En effet dans un tel cas, si les créances sur les clients acquises au cours de l'exercice n'ont pas été éteintes avant sa clôture, elles ne sauraient figurer à l'actif au bilan de clôture pour un montant inférieur au prix convenu. Si, au contraire, le client s'est acquitté de sa dette au cours de l'exercice, le poste disponibilités à l'actif du bilan de clôture doit être majoré du montant de la taxe puisque l'encaissement par l'entreprise de la taxe, qui, par nature, constituait un élément du prix convenu, n'a - par hypothèse même - été contrebalancé ni par un décaissement au profit du Trésor ni par une annulation à due concurrence de la créance de taxe sur la valeur ajoutée déductible sur le Trésor. Par ailleurs, la taxe en cause n'a, à la clôture de l'exercice, pas encore été liquidée en l'absence soit d'un acquittement spontané, soit d'une mise en recouvrement par l'Etat créancier et ne peut pas non plus être regardée comme l'ayant été spontanément par l'entreprise débitrice puisque les opérations auxquelles elle se rapporte n'ont pas été incluses dans les déclarations de chiffre d'affaires souscrites pendant l'exercice. Elle ne constitue dès lors pas une dette devant être prise en compte dans le passif du bilan de clôture de l'exercice.

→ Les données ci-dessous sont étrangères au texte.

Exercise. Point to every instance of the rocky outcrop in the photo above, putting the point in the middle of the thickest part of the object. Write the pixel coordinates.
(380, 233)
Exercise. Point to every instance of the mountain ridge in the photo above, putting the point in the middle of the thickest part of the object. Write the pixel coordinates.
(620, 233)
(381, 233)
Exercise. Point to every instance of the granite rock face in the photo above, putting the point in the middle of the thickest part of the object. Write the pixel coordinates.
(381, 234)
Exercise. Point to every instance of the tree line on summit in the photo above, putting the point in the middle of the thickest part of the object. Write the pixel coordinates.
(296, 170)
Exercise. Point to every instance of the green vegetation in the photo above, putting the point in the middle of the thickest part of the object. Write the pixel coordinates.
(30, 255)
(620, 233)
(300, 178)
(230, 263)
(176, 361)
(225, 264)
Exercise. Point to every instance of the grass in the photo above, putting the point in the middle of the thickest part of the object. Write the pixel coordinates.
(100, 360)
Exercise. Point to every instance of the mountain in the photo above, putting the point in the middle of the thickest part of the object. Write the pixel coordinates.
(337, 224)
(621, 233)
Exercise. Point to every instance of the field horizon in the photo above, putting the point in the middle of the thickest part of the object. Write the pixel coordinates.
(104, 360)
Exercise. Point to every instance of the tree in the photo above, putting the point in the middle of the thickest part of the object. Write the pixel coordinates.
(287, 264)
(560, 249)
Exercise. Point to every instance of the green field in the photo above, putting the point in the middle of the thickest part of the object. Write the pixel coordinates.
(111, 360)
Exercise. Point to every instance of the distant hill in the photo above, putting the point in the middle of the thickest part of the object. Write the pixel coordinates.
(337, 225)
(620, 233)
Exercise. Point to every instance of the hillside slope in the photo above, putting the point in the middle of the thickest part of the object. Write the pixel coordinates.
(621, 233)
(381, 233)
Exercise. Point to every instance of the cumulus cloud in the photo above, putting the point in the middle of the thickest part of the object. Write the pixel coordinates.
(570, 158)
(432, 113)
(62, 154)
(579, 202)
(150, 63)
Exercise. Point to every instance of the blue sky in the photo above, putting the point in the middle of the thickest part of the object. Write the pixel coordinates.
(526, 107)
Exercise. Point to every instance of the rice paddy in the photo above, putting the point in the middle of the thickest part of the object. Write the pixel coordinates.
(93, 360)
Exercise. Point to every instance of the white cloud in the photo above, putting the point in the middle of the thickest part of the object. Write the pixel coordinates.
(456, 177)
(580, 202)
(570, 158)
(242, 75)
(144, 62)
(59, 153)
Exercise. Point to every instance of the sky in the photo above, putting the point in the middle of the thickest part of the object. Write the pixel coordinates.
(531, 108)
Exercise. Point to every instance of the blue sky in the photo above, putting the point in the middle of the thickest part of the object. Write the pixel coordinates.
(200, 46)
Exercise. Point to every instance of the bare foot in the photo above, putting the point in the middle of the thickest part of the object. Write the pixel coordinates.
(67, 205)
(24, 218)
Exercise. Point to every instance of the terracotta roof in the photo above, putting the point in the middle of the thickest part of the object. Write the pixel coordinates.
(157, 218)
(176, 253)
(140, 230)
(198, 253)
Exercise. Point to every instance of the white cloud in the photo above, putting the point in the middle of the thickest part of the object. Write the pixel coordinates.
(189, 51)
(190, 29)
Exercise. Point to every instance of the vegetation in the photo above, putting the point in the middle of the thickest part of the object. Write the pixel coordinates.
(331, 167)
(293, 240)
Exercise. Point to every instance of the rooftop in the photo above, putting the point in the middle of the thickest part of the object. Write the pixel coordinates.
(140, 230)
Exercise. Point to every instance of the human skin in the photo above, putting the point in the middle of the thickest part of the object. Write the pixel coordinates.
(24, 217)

Ce n'est donc que s'il avait demandé en temps utile le bénéfice de la déduction "en cascade" prévue par l'article L. 77 alinéa 1 du livre des procédures fiscales dans sa rédaction applicable en l'espèce que le contribuable ayant fait l'objet d'une vérification simultanée de la taxe sur la valeur ajoutée et de l'impôt sur le revenu aurait, dans le cas susmentionné, été en droit d'obtenir la déduction du rappel de taxe sur la valeur ajoutée au titre d'un exercice du résultat imposable du même exercice. En l'absence d'une telle demande, ce rappel n'est déductible que du résultat de l'exercice au cours duquel il a été mis en recouvrement, par application de l'article 39-1-4° du code général des impôts.
Le présent avis sera notifié au ministre délégué auprès du ministre de l'économie, des finances et du budget, chargé du budget, au Président du tribunal administratif de Dijon et à M. X... et sera publié au Journal Officiel de la République française.